Proofreading: Estimate the number of misprints continuously when to stop

45 Views Asked by At

In the book Introduction to probability and statistics for engineers and scientists, the author mentioned that to estimate the number of misprints $N$ on a manuscript based on the errors found by $m$ proofreaders ($m >= 3$), we can perform the following steps (with the assumption that each error is independently found by each proofreader with the probability $p_{i}$, $i = 1, 2, ...m$):

Let $n_{f}$ be the number of errors that are found by at least one proofreader. Because $\frac{n_{f}}{N}$ is the fraction of errors that are found by at least one proofreader, this should approximately equal $1 - \prod_{i=1}^{m}(1-p_{i})$, the probability that an error is found by at least one proofreader.

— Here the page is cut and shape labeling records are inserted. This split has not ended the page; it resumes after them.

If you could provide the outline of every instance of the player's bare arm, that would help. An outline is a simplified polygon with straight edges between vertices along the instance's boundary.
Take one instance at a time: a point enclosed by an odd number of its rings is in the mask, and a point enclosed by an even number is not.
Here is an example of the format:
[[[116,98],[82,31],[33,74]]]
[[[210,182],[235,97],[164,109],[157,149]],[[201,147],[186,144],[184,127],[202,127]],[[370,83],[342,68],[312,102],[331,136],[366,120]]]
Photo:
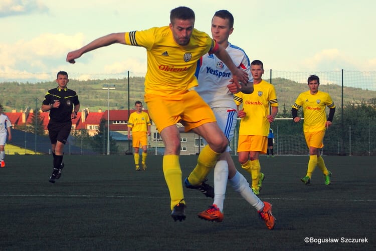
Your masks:
[[[248,82],[248,84],[244,84],[242,82],[239,82],[239,83],[240,85],[240,88],[239,88],[238,85],[237,85],[236,84],[234,83],[234,81],[232,79],[230,82],[231,84],[227,85],[227,88],[232,93],[238,93],[239,92],[242,92],[246,94],[250,94],[253,92],[254,88],[253,82]]]
[[[125,44],[124,33],[111,33],[102,37],[89,43],[81,49],[69,52],[67,55],[67,62],[71,64],[76,63],[75,59],[78,59],[84,54],[96,49],[104,46],[108,46],[112,44],[118,43]]]

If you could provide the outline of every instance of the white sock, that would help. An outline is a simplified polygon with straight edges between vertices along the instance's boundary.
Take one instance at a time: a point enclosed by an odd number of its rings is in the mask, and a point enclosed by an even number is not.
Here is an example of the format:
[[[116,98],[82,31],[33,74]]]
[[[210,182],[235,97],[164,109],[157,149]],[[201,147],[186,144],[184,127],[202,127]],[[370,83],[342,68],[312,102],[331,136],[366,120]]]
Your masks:
[[[223,212],[223,203],[229,177],[229,165],[226,160],[220,160],[214,167],[214,201],[221,212]]]
[[[235,191],[239,193],[257,211],[264,208],[264,203],[253,193],[247,180],[239,172],[236,171],[234,177],[229,180],[229,183]],[[215,186],[214,187],[215,189]]]

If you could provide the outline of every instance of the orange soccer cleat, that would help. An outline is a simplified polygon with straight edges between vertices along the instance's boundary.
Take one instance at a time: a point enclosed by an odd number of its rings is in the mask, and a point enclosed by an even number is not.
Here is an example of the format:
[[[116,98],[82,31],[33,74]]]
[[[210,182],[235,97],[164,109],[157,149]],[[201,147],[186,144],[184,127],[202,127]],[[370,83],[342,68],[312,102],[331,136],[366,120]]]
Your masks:
[[[275,225],[275,218],[272,214],[272,204],[266,201],[264,201],[264,208],[258,211],[260,217],[265,222],[266,226],[270,229],[274,228]]]
[[[209,221],[218,221],[220,222],[223,220],[223,213],[221,212],[217,205],[213,204],[209,206],[209,208],[197,214],[199,218]]]

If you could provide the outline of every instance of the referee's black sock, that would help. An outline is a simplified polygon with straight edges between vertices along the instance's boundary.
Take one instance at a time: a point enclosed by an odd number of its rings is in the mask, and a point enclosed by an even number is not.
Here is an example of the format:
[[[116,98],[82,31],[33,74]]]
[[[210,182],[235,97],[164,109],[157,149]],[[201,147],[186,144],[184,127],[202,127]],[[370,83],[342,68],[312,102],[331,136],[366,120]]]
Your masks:
[[[54,168],[59,169],[63,162],[63,155],[55,155],[54,157]]]

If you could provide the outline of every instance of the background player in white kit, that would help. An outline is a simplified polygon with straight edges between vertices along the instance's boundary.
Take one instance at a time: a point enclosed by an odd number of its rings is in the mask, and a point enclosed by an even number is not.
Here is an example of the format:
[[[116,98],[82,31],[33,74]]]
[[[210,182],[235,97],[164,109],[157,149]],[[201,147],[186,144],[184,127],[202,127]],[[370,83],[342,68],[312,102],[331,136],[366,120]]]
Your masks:
[[[212,20],[212,36],[218,44],[226,48],[235,64],[251,76],[250,61],[248,56],[242,49],[228,42],[229,36],[234,30],[233,25],[234,18],[230,12],[226,10],[218,11]],[[213,54],[207,54],[203,56],[198,65],[196,76],[199,86],[195,90],[211,107],[218,125],[230,141],[234,136],[237,118],[234,96],[227,87],[232,79],[231,73]],[[253,86],[251,81],[247,86],[248,93],[252,93]],[[212,221],[223,220],[224,201],[228,178],[230,184],[235,190],[257,210],[268,228],[272,229],[275,219],[272,214],[271,205],[261,201],[253,193],[244,176],[236,170],[230,154],[231,150],[228,146],[214,169],[213,204],[207,210],[199,213],[199,217]]]
[[[7,142],[7,134],[8,140],[12,140],[11,127],[12,123],[8,116],[3,113],[3,106],[0,104],[0,166],[5,167],[5,143]]]

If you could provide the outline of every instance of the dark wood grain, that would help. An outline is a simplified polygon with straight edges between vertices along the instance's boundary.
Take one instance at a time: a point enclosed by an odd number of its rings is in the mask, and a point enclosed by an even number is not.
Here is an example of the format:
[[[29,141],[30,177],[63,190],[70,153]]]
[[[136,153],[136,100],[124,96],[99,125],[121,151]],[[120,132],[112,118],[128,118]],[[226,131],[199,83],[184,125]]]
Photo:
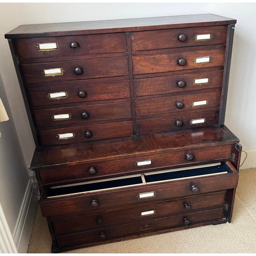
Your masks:
[[[191,121],[194,119],[204,119],[205,122],[201,124],[193,124]],[[176,121],[181,121],[182,124],[177,126]],[[186,112],[156,115],[151,117],[146,117],[137,120],[138,134],[159,133],[185,129],[195,126],[200,127],[206,125],[218,124],[219,121],[219,111]]]
[[[87,132],[91,133],[91,137],[85,137]],[[67,139],[58,139],[58,134],[67,133],[73,133],[75,137]],[[131,121],[126,121],[99,124],[88,124],[68,128],[56,127],[55,129],[42,130],[39,131],[39,133],[42,145],[60,145],[132,136],[132,123]]]
[[[50,165],[59,167],[79,162],[112,160],[117,156],[145,154],[164,151],[180,151],[212,145],[221,146],[239,141],[226,126],[197,127],[184,131],[112,139],[90,143],[76,143],[36,150],[31,162],[35,170]]]
[[[87,178],[94,179],[112,177],[114,175],[126,175],[127,174],[138,174],[145,170],[154,170],[159,168],[166,168],[198,164],[200,162],[210,162],[211,159],[226,161],[229,159],[232,146],[225,145],[220,149],[218,146],[211,146],[207,148],[181,150],[178,152],[164,152],[162,153],[147,153],[143,155],[129,156],[118,157],[111,161],[99,159],[89,161],[83,164],[75,164],[61,168],[50,166],[50,168],[39,170],[40,180],[44,186],[48,183],[56,183],[61,181],[81,182]],[[186,160],[187,154],[193,155],[192,161]],[[152,164],[138,166],[137,161],[151,160]],[[90,168],[93,167],[96,170],[95,174],[89,173]]]
[[[203,65],[196,64],[196,58],[210,56],[211,61]],[[178,60],[183,58],[186,60],[183,66],[179,65]],[[192,69],[202,69],[222,66],[224,63],[224,50],[209,50],[193,52],[136,56],[133,57],[134,75],[167,72]]]
[[[221,87],[223,73],[222,71],[203,71],[193,74],[135,79],[135,96],[154,96]],[[194,79],[202,78],[208,78],[208,83],[193,84]],[[177,83],[179,81],[184,82],[184,87],[179,88],[178,86]]]
[[[181,34],[186,37],[184,41],[180,41],[178,38]],[[196,35],[206,34],[211,34],[212,39],[205,41],[195,40]],[[141,31],[132,33],[132,46],[133,51],[136,51],[225,44],[226,35],[226,26]]]
[[[161,201],[160,203],[147,204],[135,209],[127,209],[115,211],[99,212],[95,215],[86,215],[79,218],[55,220],[53,225],[56,234],[70,232],[76,230],[90,230],[96,226],[98,228],[112,224],[121,224],[136,221],[144,221],[152,218],[159,218],[175,214],[186,214],[189,211],[185,208],[185,204],[190,206],[192,210],[210,207],[222,207],[225,191],[221,191],[199,196],[188,197],[180,200]],[[141,212],[154,210],[155,214],[141,216]],[[102,221],[97,224],[98,219]]]
[[[70,47],[75,42],[76,48]],[[37,44],[56,42],[57,50],[39,51]],[[17,48],[20,59],[38,58],[52,58],[61,56],[73,56],[89,54],[126,52],[125,33],[87,35],[60,37],[42,37],[22,38],[16,40]]]
[[[237,187],[238,173],[233,168],[233,172],[225,174],[209,177],[194,177],[184,180],[161,182],[160,184],[141,185],[140,186],[100,191],[93,193],[66,196],[62,198],[42,198],[40,207],[43,216],[58,215],[66,213],[90,210],[93,200],[98,202],[97,209],[118,207],[144,202],[153,202],[160,200],[175,198],[194,195],[191,190],[192,185],[199,188],[198,194],[220,191]],[[154,191],[155,197],[138,199],[141,193]]]
[[[44,69],[60,68],[64,70],[63,75],[44,76]],[[76,68],[81,69],[81,74],[75,74]],[[23,69],[28,83],[123,76],[129,74],[127,58],[125,57],[24,64]]]
[[[211,14],[152,17],[20,25],[6,33],[6,38],[82,35],[99,33],[139,31],[190,27],[220,26],[236,23],[236,19]]]
[[[136,116],[150,116],[160,113],[174,112],[175,115],[185,111],[195,110],[205,110],[210,108],[216,108],[220,105],[221,100],[220,89],[194,91],[189,94],[180,94],[178,96],[154,97],[147,99],[135,101]],[[193,102],[206,100],[207,105],[193,106]],[[178,109],[176,103],[180,102],[183,104],[181,109]]]
[[[38,126],[47,127],[73,123],[83,123],[84,125],[91,122],[108,120],[131,119],[131,102],[110,103],[104,104],[81,104],[78,106],[51,108],[34,111]],[[87,113],[88,117],[83,119],[82,114]],[[56,119],[54,116],[68,114],[70,119]]]

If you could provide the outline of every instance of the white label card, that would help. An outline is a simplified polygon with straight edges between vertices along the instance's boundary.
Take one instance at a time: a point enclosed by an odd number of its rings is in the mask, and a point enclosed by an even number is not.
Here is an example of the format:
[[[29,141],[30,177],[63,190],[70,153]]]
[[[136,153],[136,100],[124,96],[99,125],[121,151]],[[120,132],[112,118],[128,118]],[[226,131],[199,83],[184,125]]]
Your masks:
[[[50,93],[49,94],[50,99],[58,99],[59,98],[67,98],[68,95],[67,92],[58,92],[57,93]]]
[[[211,34],[204,34],[203,35],[197,35],[196,36],[196,41],[203,41],[204,40],[211,40]]]
[[[47,51],[48,50],[56,50],[58,49],[57,42],[39,42],[38,49],[40,51]]]
[[[139,199],[141,199],[142,198],[148,198],[150,197],[154,197],[156,196],[156,194],[154,191],[147,192],[146,193],[141,193],[139,194]]]
[[[207,101],[206,100],[200,100],[200,101],[195,101],[193,102],[192,106],[204,106],[207,104]]]
[[[155,214],[155,210],[147,210],[146,211],[142,211],[140,212],[141,216],[152,215],[152,214]]]
[[[143,165],[148,165],[152,163],[152,160],[145,160],[145,161],[140,161],[139,162],[136,162],[136,164],[137,166],[142,166]]]
[[[70,114],[61,114],[60,115],[53,115],[53,119],[56,120],[70,119]]]
[[[200,57],[199,58],[196,58],[195,63],[196,64],[200,64],[203,63],[208,63],[210,62],[210,57]]]
[[[58,134],[58,137],[60,140],[63,139],[70,139],[71,138],[74,138],[74,137],[75,135],[74,134],[74,133],[67,133]]]
[[[61,68],[44,69],[44,73],[45,75],[61,75],[62,74],[62,69]]]
[[[209,82],[209,78],[200,78],[194,80],[194,84],[201,84],[202,83],[208,83]]]
[[[194,119],[190,121],[191,124],[198,124],[199,123],[203,123],[205,122],[205,118],[201,119]]]

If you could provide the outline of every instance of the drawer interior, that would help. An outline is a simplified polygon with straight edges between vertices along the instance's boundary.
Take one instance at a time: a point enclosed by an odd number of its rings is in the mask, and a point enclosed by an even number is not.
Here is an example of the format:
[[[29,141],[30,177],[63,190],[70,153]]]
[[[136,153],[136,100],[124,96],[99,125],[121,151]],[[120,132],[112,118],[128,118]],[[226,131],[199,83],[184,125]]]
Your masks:
[[[191,169],[189,172],[185,170],[166,170],[165,171],[144,174],[145,180],[148,184],[152,182],[161,182],[169,180],[181,179],[191,178],[194,176],[204,176],[216,174],[224,174],[231,173],[232,170],[224,162],[217,164],[197,166]]]
[[[47,192],[47,198],[57,198],[140,185],[144,185],[166,181],[225,174],[232,173],[233,169],[233,167],[231,167],[228,162],[223,162],[130,175],[125,177],[52,186],[50,187]]]

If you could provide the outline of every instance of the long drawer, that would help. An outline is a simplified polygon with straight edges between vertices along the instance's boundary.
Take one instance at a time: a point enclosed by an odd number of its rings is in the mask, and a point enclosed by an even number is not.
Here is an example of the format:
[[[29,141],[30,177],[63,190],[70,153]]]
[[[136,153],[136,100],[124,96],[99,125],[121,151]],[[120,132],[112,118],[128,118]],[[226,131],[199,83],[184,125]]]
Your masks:
[[[135,79],[135,95],[154,96],[221,87],[223,76],[221,70]]]
[[[135,101],[137,116],[175,112],[175,115],[188,111],[205,110],[220,105],[221,89],[204,90],[177,96],[154,97]]]
[[[122,236],[220,220],[223,218],[223,208],[219,208],[108,228],[58,236],[56,239],[59,247],[72,246],[74,245],[111,240]]]
[[[133,134],[131,121],[56,128],[39,131],[42,146],[130,136]]]
[[[211,146],[179,151],[126,156],[108,161],[101,159],[89,163],[70,166],[52,166],[41,168],[39,172],[42,184],[79,181],[81,179],[102,177],[105,175],[141,172],[144,170],[157,169],[169,166],[191,165],[215,159],[225,161],[230,158],[231,145]],[[188,158],[188,156],[189,157]]]
[[[154,202],[231,189],[237,186],[238,173],[232,164],[172,169],[126,177],[51,187],[42,189],[40,207],[44,216],[105,209]]]
[[[126,57],[24,64],[27,83],[126,76]]]
[[[43,84],[46,87],[33,84],[29,88],[33,106],[62,103],[86,102],[130,98],[129,81],[113,81],[93,83],[86,81],[65,81],[65,85],[55,83]]]
[[[20,59],[127,51],[125,33],[20,38],[16,46]]]
[[[188,111],[186,114],[161,114],[156,117],[147,117],[136,120],[138,134],[159,133],[184,129],[191,127],[218,124],[219,110],[212,111]]]
[[[131,102],[81,105],[35,110],[38,126],[46,127],[72,123],[131,118]]]
[[[132,33],[133,51],[225,44],[227,27],[162,29]]]
[[[225,49],[133,57],[134,75],[223,66]]]
[[[121,210],[104,211],[94,215],[88,214],[77,218],[56,220],[52,223],[55,234],[101,228],[110,225],[144,221],[177,214],[188,213],[200,209],[222,207],[225,195],[225,191],[222,191],[192,196],[180,200],[147,204]]]

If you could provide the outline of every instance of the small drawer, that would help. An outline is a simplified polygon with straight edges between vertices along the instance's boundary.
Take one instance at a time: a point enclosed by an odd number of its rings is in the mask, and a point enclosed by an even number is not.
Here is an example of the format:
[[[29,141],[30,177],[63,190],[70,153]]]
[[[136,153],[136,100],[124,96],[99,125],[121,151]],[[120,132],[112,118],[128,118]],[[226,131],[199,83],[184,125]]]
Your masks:
[[[173,227],[222,220],[223,215],[223,208],[219,208],[108,228],[58,236],[56,237],[56,239],[59,247],[66,247],[83,243],[102,242],[133,234],[139,235],[156,230],[165,229],[166,232],[169,231],[169,229]]]
[[[132,136],[132,121],[90,124],[39,131],[41,145],[49,146]]]
[[[42,189],[44,216],[103,209],[234,188],[238,173],[232,164],[168,169]],[[127,202],[129,202],[127,203]]]
[[[20,59],[127,51],[125,33],[21,38],[16,46]]]
[[[72,219],[54,220],[52,224],[56,234],[90,230],[102,228],[110,225],[124,224],[135,221],[143,221],[169,216],[174,214],[188,213],[206,208],[223,207],[225,191],[193,196],[179,200],[147,204],[136,208],[117,211],[98,213],[95,215],[87,215]]]
[[[195,133],[196,138],[201,136]],[[39,170],[41,183],[56,183],[71,181],[79,182],[92,177],[104,177],[105,175],[124,174],[127,172],[141,172],[170,166],[191,165],[196,163],[211,161],[226,161],[230,158],[231,145],[211,146],[210,148],[202,148],[169,151],[159,154],[147,154],[141,156],[126,156],[111,159],[108,161],[95,160],[89,163],[72,164],[65,166],[58,165]],[[188,167],[186,167],[188,168]]]
[[[227,27],[202,27],[132,33],[133,51],[225,44]]]
[[[213,125],[219,123],[219,111],[188,112],[186,114],[173,113],[157,115],[157,117],[137,119],[138,134],[159,133],[196,126]]]
[[[35,110],[34,113],[39,127],[88,123],[132,117],[131,102],[129,101]]]
[[[128,75],[126,57],[24,64],[28,83]]]
[[[189,50],[187,50],[188,51]],[[223,66],[225,49],[133,57],[134,75]]]
[[[135,97],[221,87],[223,76],[223,71],[219,71],[135,79]]]
[[[45,85],[47,87],[33,86],[29,91],[33,106],[130,97],[129,81],[97,83],[73,81],[63,86],[56,86],[54,83],[47,83]]]
[[[179,113],[202,110],[220,106],[221,88],[204,90],[178,96],[161,97],[135,101],[136,116],[150,116],[158,114]]]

Therefore, we have $\frac{n_{f}}{N} = 1 - \prod_{i=1}^{m}(1-p_{i})$,

suggesting that $N \approx \hat{N}$ , where $\hat{N} = \frac{n_{f}}{1 - \prod_{i=1}^{m}(1-p_{i})}$             (7.2.1).

With this estimate of $N$, we can then reset our estimates of the $p_{i}$ by using

$p_{i} = \frac{n_{i}}{\hat{N}}$, $i = 1,...,m$             (7.2.2).

We can then reestimate $N$ by using the new value (Equation 7.2.1). (The estimation need not stop here; each time we obtain a new estimate $\hat{N}$ of $N$ we can use Equation 7.2.2 to obtain new estimates of the $p_{i}$, which can then be used to obtain a new estimate of $N4, and so on.)

So my question is when to know to stop the estimation, like is there any threshold or metric to estimate the accuracy?

Update: Or I guess, maybe the estimation always converges on a large number of estimatates.